Ecosyste.ms: Awesome

An open API service indexing awesome lists of open source software.

Awesome Lists | Featured Topics | Projects

https://github.com/transferwise/hisel

Feature selection tool based on Hilbert-Schmidt Independence Criterion
https://github.com/transferwise/hisel

Last synced: 2 months ago
JSON representation

Feature selection tool based on Hilbert-Schmidt Independence Criterion

Awesome Lists containing this project

README

        

# HISEL
## Feature selection tool based on Hilbert-Schmidt Independence Criterion
Feature selection is
the machine learning
task
of selecting from a data set
the features
that are relevant
for the prediction of a given target.
The `hisel` package
provides feature selection methods
based on
Hilbert-Schmidt Independence Criterion.
In particular,
it provides an implementation of the HSIC Lasso algorithm of
[Yamada, M. et al. (2012)](https://arxiv.org/abs/1202.0515).

## Why is `hisel` cool?

#### `hisel` is accurate
HSIC Lasso is an excellent algorihtm for feature selection.
This makes `hisel` an accurate tool in your machine learning modelling.
Moreover,
`hisel` implements clever routines
that address common causes of poor accuracy in other feature selection methods.
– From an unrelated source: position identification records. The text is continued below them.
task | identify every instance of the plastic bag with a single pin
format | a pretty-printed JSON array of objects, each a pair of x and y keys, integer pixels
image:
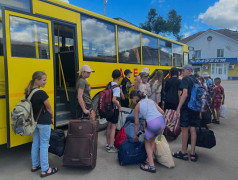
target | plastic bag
[{"x": 223, "y": 111}]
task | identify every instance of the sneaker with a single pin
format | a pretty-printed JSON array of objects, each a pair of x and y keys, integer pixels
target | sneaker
[
  {"x": 112, "y": 149},
  {"x": 107, "y": 147}
]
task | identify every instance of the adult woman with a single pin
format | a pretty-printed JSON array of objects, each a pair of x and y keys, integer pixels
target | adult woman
[
  {"x": 83, "y": 90},
  {"x": 156, "y": 86},
  {"x": 155, "y": 125},
  {"x": 172, "y": 90},
  {"x": 41, "y": 136}
]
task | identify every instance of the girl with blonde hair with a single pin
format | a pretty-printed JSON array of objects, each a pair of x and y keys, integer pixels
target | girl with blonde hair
[
  {"x": 41, "y": 136},
  {"x": 156, "y": 86}
]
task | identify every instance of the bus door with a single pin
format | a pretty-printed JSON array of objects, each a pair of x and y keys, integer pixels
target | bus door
[{"x": 28, "y": 46}]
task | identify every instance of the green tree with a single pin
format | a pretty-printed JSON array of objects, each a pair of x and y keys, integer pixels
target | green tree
[{"x": 157, "y": 24}]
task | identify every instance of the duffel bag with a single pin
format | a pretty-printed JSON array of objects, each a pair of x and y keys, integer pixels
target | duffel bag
[
  {"x": 131, "y": 152},
  {"x": 205, "y": 138},
  {"x": 57, "y": 142}
]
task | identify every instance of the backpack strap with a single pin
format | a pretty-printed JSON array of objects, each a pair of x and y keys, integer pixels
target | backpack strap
[
  {"x": 32, "y": 93},
  {"x": 38, "y": 116}
]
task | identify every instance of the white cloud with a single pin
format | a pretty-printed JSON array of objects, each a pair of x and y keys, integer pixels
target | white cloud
[
  {"x": 223, "y": 14},
  {"x": 67, "y": 1}
]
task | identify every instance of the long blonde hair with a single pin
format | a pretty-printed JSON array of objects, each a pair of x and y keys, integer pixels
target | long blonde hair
[
  {"x": 37, "y": 75},
  {"x": 159, "y": 75}
]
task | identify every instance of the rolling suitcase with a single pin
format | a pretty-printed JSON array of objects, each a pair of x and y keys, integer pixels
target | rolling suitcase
[{"x": 81, "y": 144}]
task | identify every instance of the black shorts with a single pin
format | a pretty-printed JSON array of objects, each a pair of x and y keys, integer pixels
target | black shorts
[
  {"x": 80, "y": 112},
  {"x": 114, "y": 118},
  {"x": 189, "y": 118}
]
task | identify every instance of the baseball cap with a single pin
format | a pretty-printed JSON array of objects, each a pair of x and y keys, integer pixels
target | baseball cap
[
  {"x": 205, "y": 74},
  {"x": 86, "y": 68},
  {"x": 127, "y": 71},
  {"x": 188, "y": 67}
]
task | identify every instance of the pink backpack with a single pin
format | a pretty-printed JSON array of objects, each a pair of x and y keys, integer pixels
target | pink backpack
[
  {"x": 120, "y": 138},
  {"x": 172, "y": 128}
]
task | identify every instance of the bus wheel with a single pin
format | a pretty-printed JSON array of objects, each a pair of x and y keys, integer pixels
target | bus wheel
[{"x": 103, "y": 121}]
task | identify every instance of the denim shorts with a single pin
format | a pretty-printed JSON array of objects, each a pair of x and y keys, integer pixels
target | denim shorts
[{"x": 189, "y": 118}]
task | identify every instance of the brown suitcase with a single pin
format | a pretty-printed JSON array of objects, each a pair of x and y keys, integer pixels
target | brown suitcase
[{"x": 81, "y": 144}]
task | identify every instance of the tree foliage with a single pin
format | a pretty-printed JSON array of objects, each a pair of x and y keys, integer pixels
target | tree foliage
[{"x": 157, "y": 24}]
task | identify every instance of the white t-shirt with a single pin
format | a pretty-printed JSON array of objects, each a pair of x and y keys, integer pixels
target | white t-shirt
[{"x": 116, "y": 92}]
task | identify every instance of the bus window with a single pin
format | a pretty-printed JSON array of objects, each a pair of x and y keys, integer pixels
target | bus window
[
  {"x": 23, "y": 5},
  {"x": 99, "y": 40},
  {"x": 150, "y": 50},
  {"x": 129, "y": 46},
  {"x": 177, "y": 55},
  {"x": 26, "y": 36},
  {"x": 165, "y": 53}
]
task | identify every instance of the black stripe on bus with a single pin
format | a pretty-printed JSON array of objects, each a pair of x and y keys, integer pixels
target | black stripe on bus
[{"x": 100, "y": 87}]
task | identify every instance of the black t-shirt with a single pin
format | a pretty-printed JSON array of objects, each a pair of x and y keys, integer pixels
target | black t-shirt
[
  {"x": 187, "y": 83},
  {"x": 126, "y": 83},
  {"x": 171, "y": 90},
  {"x": 37, "y": 101}
]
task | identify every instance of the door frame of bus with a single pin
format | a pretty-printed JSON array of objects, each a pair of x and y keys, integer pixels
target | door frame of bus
[
  {"x": 66, "y": 23},
  {"x": 4, "y": 9},
  {"x": 72, "y": 25}
]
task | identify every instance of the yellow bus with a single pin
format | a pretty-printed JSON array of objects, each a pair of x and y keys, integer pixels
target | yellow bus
[{"x": 58, "y": 38}]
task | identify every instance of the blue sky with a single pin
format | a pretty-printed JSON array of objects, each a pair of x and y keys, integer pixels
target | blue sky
[{"x": 197, "y": 15}]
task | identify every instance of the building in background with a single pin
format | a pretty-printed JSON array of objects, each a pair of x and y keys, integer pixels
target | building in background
[{"x": 215, "y": 52}]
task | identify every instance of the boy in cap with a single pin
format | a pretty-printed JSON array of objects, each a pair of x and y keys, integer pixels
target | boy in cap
[
  {"x": 125, "y": 85},
  {"x": 188, "y": 118}
]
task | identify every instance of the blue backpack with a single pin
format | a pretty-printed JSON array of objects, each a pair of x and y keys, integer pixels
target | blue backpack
[{"x": 198, "y": 99}]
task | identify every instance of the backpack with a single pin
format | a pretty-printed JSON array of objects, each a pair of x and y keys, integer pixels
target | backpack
[
  {"x": 198, "y": 98},
  {"x": 105, "y": 105},
  {"x": 22, "y": 119}
]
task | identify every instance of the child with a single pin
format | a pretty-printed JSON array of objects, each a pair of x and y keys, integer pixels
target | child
[
  {"x": 112, "y": 122},
  {"x": 125, "y": 85},
  {"x": 144, "y": 85},
  {"x": 218, "y": 98}
]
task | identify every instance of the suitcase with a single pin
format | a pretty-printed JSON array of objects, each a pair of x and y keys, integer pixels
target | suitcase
[
  {"x": 131, "y": 152},
  {"x": 81, "y": 144},
  {"x": 57, "y": 142},
  {"x": 205, "y": 138}
]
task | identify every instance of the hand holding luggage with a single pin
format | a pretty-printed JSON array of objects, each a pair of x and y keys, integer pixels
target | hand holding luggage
[{"x": 163, "y": 154}]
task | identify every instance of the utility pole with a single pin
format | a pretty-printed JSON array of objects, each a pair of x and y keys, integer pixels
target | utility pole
[{"x": 105, "y": 3}]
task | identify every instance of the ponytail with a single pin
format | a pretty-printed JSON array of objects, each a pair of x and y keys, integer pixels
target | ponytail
[{"x": 36, "y": 75}]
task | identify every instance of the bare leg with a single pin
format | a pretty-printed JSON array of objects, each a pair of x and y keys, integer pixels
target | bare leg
[{"x": 184, "y": 139}]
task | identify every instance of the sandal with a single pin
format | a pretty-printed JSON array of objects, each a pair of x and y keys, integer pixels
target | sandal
[
  {"x": 53, "y": 171},
  {"x": 180, "y": 155},
  {"x": 194, "y": 156},
  {"x": 35, "y": 168},
  {"x": 149, "y": 169}
]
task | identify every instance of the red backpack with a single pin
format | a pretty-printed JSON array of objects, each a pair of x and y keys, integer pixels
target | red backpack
[{"x": 105, "y": 105}]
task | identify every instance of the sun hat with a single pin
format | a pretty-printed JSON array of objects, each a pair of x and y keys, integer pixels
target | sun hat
[
  {"x": 86, "y": 68},
  {"x": 188, "y": 67},
  {"x": 205, "y": 74},
  {"x": 127, "y": 71}
]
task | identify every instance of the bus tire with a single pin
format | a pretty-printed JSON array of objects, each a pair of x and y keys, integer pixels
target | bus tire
[{"x": 103, "y": 121}]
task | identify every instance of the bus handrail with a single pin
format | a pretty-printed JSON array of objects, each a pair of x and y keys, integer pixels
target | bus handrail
[{"x": 62, "y": 73}]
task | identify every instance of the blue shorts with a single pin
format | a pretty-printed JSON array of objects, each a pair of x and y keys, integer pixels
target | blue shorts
[{"x": 189, "y": 118}]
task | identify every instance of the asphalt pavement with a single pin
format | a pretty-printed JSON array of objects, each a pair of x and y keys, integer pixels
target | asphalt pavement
[{"x": 218, "y": 163}]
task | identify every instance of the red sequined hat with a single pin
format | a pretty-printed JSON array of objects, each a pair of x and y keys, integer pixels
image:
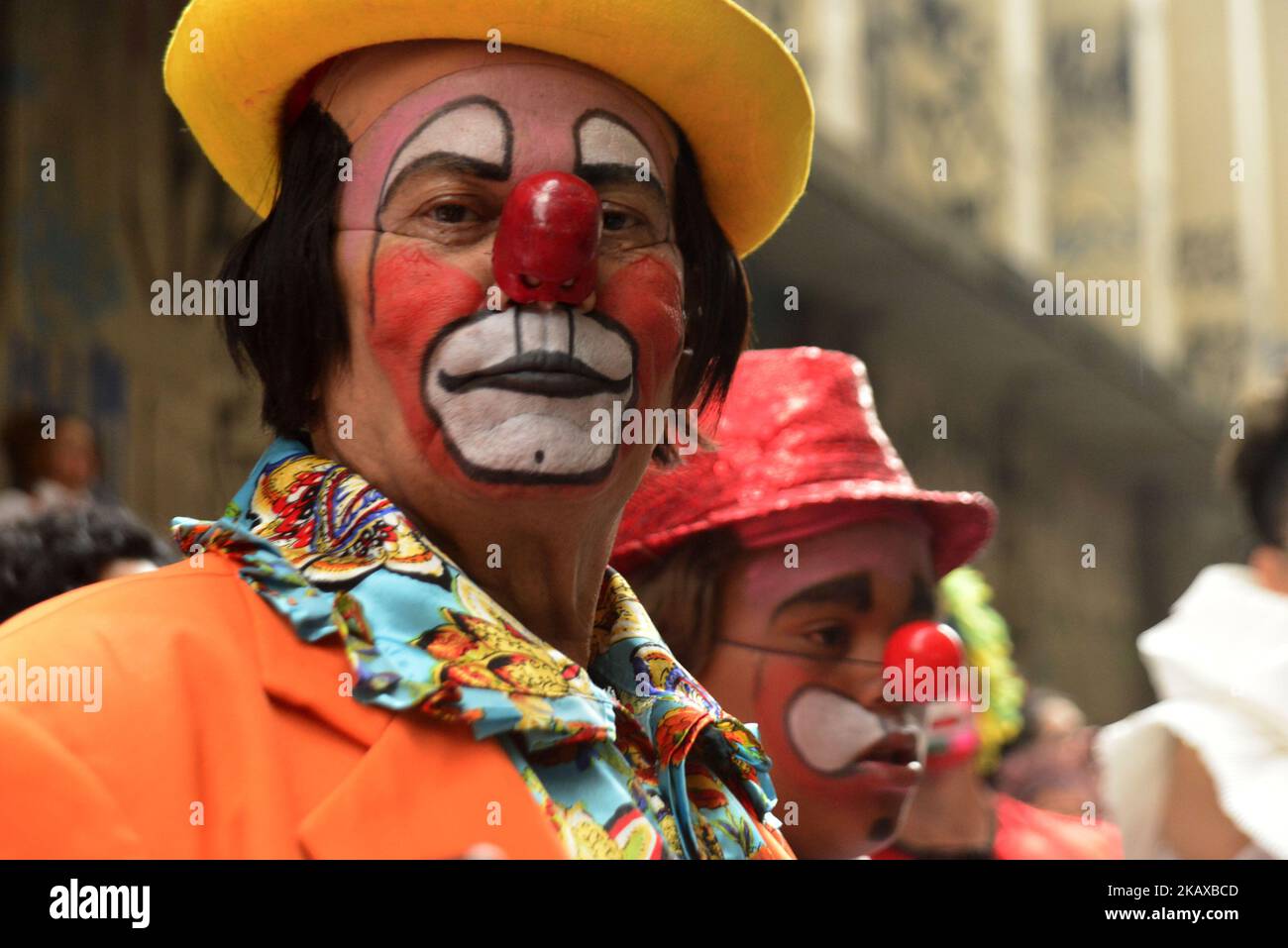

Examples of where `hisel` outperforms the methods in
[sklearn.feature\_selection](https://scikit-learn.org/stable/modules/classes.html#module-sklearn.feature_selection)
are given in the notebooks
`ensemble-example.ipynb`
and
`nonlinear-transform.ipynb`.

#### `hisel` is fast
A crucial step in the HSIC Lasso algorithm
is the computation of
certain Gram matrices.
`hisel` implemets such computations
in a highly vectorised and performant way.
Moreover,
`hisel` allows you to
accelerate these computations
using a GPU.
The image below shows
the average run time
of the computations
of Gram matrices
via
`hisel` on CPU,
via
`hisel` on GPU,
and
via
[pyHSICLasso](https://pypi.org/project/pyHSICLasso/).
The performance has been measured
on the computation
of Gram matrices required
by HSIC Lasso
for the selection
from a dataset of 300 features
with as many samples as reported on the x-axis.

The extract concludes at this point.